Terraform: Infrastructure as Code
Here is a sample Terraform configuration for the CloudWatch alarm and SNS notification:
resource "aws_cloudwatch_metric_alarm" "vpn_tunnel_down" {
alarm_name = "vpn-tunnel-azure-down"
comparison_operator = "LessThanThreshold"
evaluation_periods = 2
metric_name = "TunnelState"
namespace = "AWS/VPN"
period = 60
statistic = "Maximum"
threshold = 1
alarm_description = "VPN tunnel to Azure is DOWN"
dimensions = {
VpnId = aws_vpn_connection.azure.id
TunnelIpAddress = aws_vpn_connection.azure.tunnel1_address
}
alarm_actions = [aws_sns_topic.vpn_alerts.arn]
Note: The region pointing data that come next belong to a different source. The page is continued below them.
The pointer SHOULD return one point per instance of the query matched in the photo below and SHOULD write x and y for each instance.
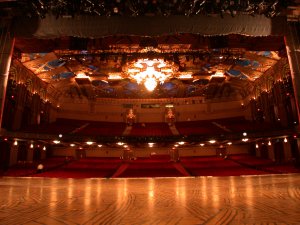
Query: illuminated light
(150, 83)
(150, 144)
(185, 76)
(145, 71)
(82, 75)
(133, 70)
(114, 76)
(218, 74)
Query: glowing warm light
(218, 74)
(82, 75)
(150, 144)
(150, 72)
(186, 76)
(150, 83)
(114, 76)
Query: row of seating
(233, 165)
(90, 128)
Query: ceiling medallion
(150, 72)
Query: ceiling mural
(171, 70)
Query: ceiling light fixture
(150, 72)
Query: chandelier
(150, 72)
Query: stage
(264, 199)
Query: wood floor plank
(268, 199)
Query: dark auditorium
(138, 112)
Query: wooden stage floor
(271, 199)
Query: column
(6, 50)
(13, 159)
(292, 40)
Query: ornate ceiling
(212, 67)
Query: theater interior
(192, 94)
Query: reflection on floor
(265, 199)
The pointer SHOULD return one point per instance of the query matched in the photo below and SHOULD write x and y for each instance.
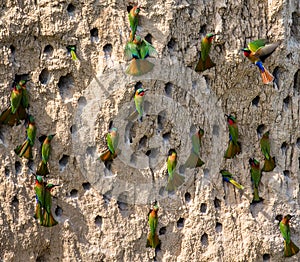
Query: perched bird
(18, 103)
(112, 140)
(72, 50)
(194, 159)
(255, 177)
(257, 52)
(269, 164)
(25, 150)
(46, 149)
(205, 62)
(234, 147)
(137, 51)
(133, 20)
(227, 177)
(40, 193)
(174, 179)
(48, 219)
(152, 239)
(290, 248)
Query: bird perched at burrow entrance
(46, 149)
(194, 159)
(227, 177)
(290, 248)
(269, 163)
(25, 150)
(234, 147)
(255, 177)
(133, 17)
(112, 140)
(174, 179)
(257, 52)
(18, 103)
(152, 239)
(137, 51)
(205, 62)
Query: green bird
(72, 50)
(46, 149)
(255, 177)
(133, 20)
(194, 159)
(137, 51)
(18, 103)
(152, 239)
(290, 248)
(227, 177)
(234, 147)
(25, 150)
(174, 179)
(112, 140)
(48, 219)
(40, 193)
(269, 164)
(257, 52)
(205, 62)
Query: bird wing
(255, 45)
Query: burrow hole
(63, 162)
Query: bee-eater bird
(269, 164)
(46, 149)
(137, 51)
(234, 147)
(255, 177)
(227, 177)
(25, 150)
(205, 62)
(290, 248)
(174, 179)
(133, 17)
(257, 52)
(152, 239)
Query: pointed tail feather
(266, 76)
(269, 164)
(48, 220)
(24, 150)
(174, 182)
(236, 184)
(138, 67)
(290, 249)
(152, 240)
(204, 65)
(42, 169)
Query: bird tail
(42, 169)
(232, 150)
(266, 76)
(138, 67)
(193, 161)
(204, 65)
(290, 249)
(236, 184)
(174, 182)
(48, 220)
(256, 198)
(269, 164)
(152, 240)
(24, 150)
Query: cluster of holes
(63, 162)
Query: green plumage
(290, 248)
(255, 177)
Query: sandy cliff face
(103, 214)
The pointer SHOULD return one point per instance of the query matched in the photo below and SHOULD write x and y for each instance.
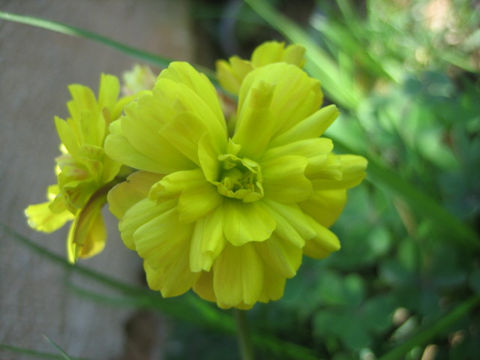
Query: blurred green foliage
(399, 278)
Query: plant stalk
(243, 335)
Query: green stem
(243, 335)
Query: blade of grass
(188, 307)
(438, 327)
(82, 33)
(33, 353)
(381, 176)
(319, 63)
(62, 352)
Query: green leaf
(382, 176)
(82, 33)
(188, 307)
(436, 328)
(33, 353)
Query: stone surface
(36, 296)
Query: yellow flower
(83, 170)
(231, 73)
(229, 217)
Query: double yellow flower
(227, 215)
ok_actions = [aws_sns_topic.vpn_alerts.arn]
}
resource "aws_cloudwatch_metric_alarm" "vpn_latency_high" {
alarm_name = "vpn-cross-cloud-latency-high"
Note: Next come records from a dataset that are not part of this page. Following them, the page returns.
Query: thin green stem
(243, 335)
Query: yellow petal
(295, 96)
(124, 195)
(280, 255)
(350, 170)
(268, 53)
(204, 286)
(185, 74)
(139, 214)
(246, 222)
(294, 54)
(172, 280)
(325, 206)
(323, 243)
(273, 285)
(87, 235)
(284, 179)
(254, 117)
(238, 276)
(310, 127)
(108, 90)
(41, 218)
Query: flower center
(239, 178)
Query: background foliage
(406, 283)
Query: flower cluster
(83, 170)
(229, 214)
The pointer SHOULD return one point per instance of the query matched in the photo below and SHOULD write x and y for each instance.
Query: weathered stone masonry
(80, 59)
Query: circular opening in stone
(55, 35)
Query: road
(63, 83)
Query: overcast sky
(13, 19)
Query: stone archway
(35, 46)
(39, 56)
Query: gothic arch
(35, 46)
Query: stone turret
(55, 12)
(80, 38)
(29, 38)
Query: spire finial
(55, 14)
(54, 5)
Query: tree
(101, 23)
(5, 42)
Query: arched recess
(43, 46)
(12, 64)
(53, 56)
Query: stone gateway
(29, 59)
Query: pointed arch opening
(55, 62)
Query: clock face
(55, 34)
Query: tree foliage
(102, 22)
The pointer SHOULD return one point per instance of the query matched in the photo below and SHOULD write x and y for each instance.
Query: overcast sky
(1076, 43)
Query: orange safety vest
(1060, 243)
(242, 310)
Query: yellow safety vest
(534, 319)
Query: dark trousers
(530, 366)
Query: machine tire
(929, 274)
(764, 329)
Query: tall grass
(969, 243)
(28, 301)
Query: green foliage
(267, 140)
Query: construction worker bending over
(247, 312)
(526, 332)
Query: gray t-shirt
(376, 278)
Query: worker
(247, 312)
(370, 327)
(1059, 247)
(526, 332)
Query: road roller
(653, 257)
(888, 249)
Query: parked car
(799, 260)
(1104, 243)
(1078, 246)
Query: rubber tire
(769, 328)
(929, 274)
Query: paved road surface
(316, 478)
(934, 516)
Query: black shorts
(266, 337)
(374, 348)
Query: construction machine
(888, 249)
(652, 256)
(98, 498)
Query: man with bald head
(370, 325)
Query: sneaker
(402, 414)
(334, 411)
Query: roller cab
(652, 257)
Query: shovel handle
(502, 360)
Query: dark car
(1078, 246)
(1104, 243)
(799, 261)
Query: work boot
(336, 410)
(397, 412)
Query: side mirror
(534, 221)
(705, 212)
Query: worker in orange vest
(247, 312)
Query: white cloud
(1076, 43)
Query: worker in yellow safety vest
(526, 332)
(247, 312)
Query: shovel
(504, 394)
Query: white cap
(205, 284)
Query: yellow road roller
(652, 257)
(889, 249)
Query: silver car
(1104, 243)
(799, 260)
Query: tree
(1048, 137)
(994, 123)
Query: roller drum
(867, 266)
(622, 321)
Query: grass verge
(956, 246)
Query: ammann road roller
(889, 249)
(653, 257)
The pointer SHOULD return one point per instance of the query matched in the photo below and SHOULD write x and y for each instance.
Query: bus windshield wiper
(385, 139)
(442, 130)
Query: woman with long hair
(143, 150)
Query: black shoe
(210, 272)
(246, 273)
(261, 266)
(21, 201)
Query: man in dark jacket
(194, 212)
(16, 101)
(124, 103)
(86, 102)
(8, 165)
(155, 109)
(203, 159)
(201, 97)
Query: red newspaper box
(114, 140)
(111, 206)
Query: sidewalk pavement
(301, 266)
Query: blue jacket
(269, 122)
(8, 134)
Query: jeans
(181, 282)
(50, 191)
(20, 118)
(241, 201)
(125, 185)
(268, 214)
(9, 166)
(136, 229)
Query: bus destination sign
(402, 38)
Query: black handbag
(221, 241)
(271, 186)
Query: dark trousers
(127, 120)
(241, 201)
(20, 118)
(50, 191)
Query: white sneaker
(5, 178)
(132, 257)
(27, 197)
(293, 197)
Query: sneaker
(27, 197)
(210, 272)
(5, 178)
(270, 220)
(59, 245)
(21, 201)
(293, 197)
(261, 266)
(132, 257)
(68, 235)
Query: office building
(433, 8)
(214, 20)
comparison_operator = "GreaterThanThreshold"
evaluation_periods = 3
metric_name = "CrossCloudLatency"
namespace = "Custom/VPN"
period = 60
statistic = "p95"
threshold = 100
alarm_description = "Cross-cloud P95 latency exceeds 100ms"
dimensions = {
Direction = "AWS-to-Azure"
}
alarm_actions = [aws_sns_topic.vpn_alerts.arn]
}
Implementation Roadmap
I recommend a phased approach:
Phase 1: Foundation (Week 1-2)
- Deploy CloudWatch Alarms for tunnel state on AWS.
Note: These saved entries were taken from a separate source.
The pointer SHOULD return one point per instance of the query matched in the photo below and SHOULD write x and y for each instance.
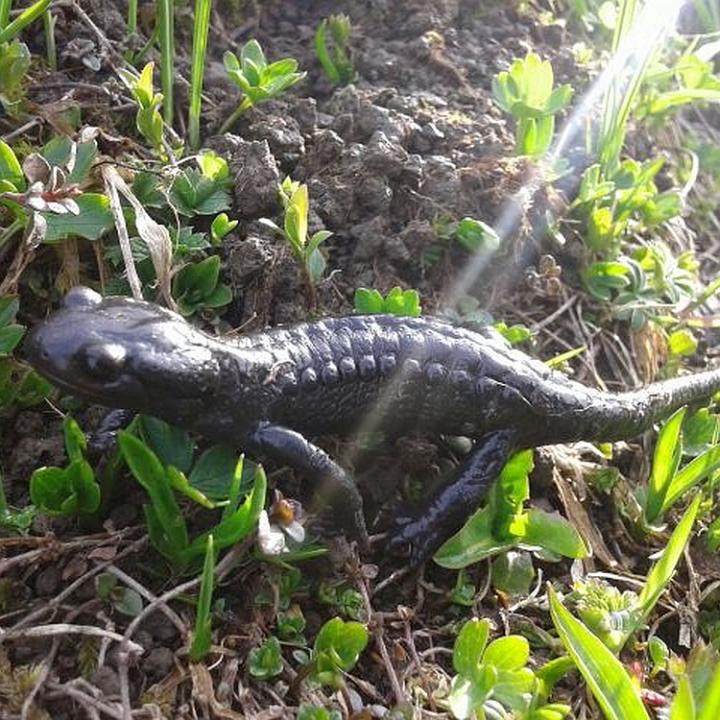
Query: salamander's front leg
(423, 531)
(335, 490)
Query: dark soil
(415, 142)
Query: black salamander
(268, 392)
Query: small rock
(369, 238)
(374, 194)
(161, 628)
(256, 174)
(106, 679)
(158, 663)
(306, 115)
(283, 136)
(247, 258)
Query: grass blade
(166, 19)
(22, 20)
(690, 475)
(202, 636)
(665, 463)
(662, 571)
(603, 672)
(197, 73)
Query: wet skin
(268, 392)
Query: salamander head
(125, 353)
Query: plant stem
(197, 73)
(4, 13)
(10, 230)
(246, 104)
(132, 17)
(166, 11)
(49, 21)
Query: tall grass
(197, 73)
(166, 19)
(27, 16)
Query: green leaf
(469, 646)
(699, 431)
(662, 571)
(266, 661)
(467, 696)
(368, 301)
(10, 169)
(402, 303)
(668, 451)
(219, 297)
(233, 528)
(150, 125)
(342, 641)
(253, 53)
(554, 533)
(192, 193)
(508, 653)
(474, 542)
(85, 154)
(49, 488)
(75, 442)
(171, 444)
(695, 471)
(148, 471)
(181, 484)
(513, 573)
(86, 491)
(202, 637)
(143, 89)
(682, 343)
(213, 472)
(296, 218)
(316, 265)
(93, 221)
(609, 682)
(9, 305)
(213, 166)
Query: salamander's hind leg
(335, 491)
(424, 530)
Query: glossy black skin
(266, 392)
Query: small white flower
(271, 539)
(287, 516)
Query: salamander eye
(104, 362)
- Configure Azure Connection Monitor for basic probing.
- Set up SNS/PagerDuty integration for immediate alerting on tunnel down events.
- Deliverable: You know within 60 seconds when a tunnel goes down.
Phase 2: Active Monitoring (Week 3-4)
- Deploy Blackbox Exporter in both clouds.
- Configure Prometheus scraping for ICMP and TCP targets.
- Build Grafana dashboards with latency and reachability panels.
- Deploy custom Python monitor for SQL/application-layer testing.
- Deliverable: Full visibility into latency, packet loss, and application reachability.
Phase 3: Intelligence (Week 5-6)
- Establish baselines for all metrics (2-week observation period).
- Configure dynamic thresholds based on time-of-day patterns.
- Build runbooks for common failure scenarios.
- Implement automated remediation for known-recoverable issues (e.g., tunnel flap recovery).
- Deliverable: Proactive alerting that catches degradation before outage.
Commercial Alternatives
If building a custom stack is not feasible, consider these commercial solutions:
| Tool | Strengths | Limitations |
|---|---|---|
| Datadog Network Monitoring | Unified multi-cloud view, flow maps | Cost at scale, agent deployment |
| ThousandEyes (Cisco) | Deep path visualization, internet-aware | Premium pricing |
| Site24x7 | Lightweight, quick setup | Less depth for hybrid scenarios |
| PRTG Network Monitor | Comprehensive, on-premises option | Requires dedicated infrastructure |
In my experience, the open-source stack (Prometheus + Blackbox + Grafana) provides 90% of the value at 10% of the cost for most hybrid VPN monitoring use cases. Commercial tools add value primarily when you need internet path visibility or have dozens of VPN connections to monitor.
Conclusion
VPN monitoring in hybrid environments is not optional — it is a reliability requirement. The key principles:
- Monitor at multiple layers. Tunnel state alone is insufficient. You need network quality metrics AND application-layer reachability.
- Active probing is essential. Passive metrics from CloudWatch and Azure Monitor tell you about the tunnel. Active probes tell you about the user experience.
- Establish baselines before setting alerts. Every environment has different “normal” latency. Alert on deviation from YOUR baseline, not arbitrary thresholds.
- Automate the response. A 3 AM alert with no runbook is worse than no alert at all. Document what to do for every alert before you enable it.
Start with Phase 1 today — it takes less than an hour and covers the critical failure scenario. Then build toward full observability over the following weeks.